I am not just picking on Sprint. My Verizon phone is an EnV2 which I really like. The only complaint that I had about it was that it only takes one button press to unlock the phone and start dialing. That one button, is the "OK" button. Needless to say, the call volumes from the inside of my pocket shot through the roof my first week of use. I tried calling Verizon and they gave me a similar song and dance telling me that I would have to lock my phone with a password to prevent butt dialing. I suggested that I am a "smart-ass" and my ass might guess the bad passwords that I always use. They disagreed.
After a bit of searching on Google I came across a group of angry phone users who had the same problem. It seems that the manufacturer of the phone, LG, had long since released an update for the phone which allowed for a two-button unlock method. Verizon (of course) did not support this update, nor allow users to perform it themselves. Well, FUCK YOU Verizon, I downloaded it from a bit-torrent along with the software that your in-store staff uses and I performed the update anyway. Since then, I have been very, very, happy with my phone. An no more butt-dialing.
And here I am at example number two.
The past few days I have been copying mass amounts of medical records to my PC so that I can archive them to DVD. This will satisfy a backup requirement that I have, but also takes a lot of time and patience. We are talking about burning 3TB's of storage, at 2.4x speed. Ugh. I can handle all this burning. What I can't handle is my PC locking up on me and requiring a reboot. After about the 10th time I locked up this week, I narrowed the crash down to deleting mass amounts of stuff. If I selected a number of gigs and tried to delete it all at once, my OS (Ubuntu Jaunty) would freeze.
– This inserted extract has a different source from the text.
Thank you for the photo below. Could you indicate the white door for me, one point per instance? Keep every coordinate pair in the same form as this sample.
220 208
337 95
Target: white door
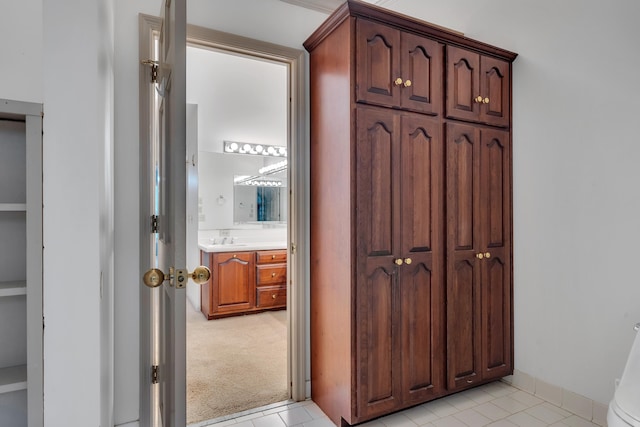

A bit of searching lead me to a long running bug report which explained that this is a problem with the kernel I am using and the ext4 file system. What is the fix? Installing a newer kernel. Being the wise guy that I am, I always check for and install updates when I have problems like these. So why didn't I get the fix? Because Ubuntu didn't release it ... yet.
I guess it's not just vendors being lazy, stupid, and greedy that account for problems like these. It also happens with open source software.
This is one of those times that I really hate technology, and how we use it.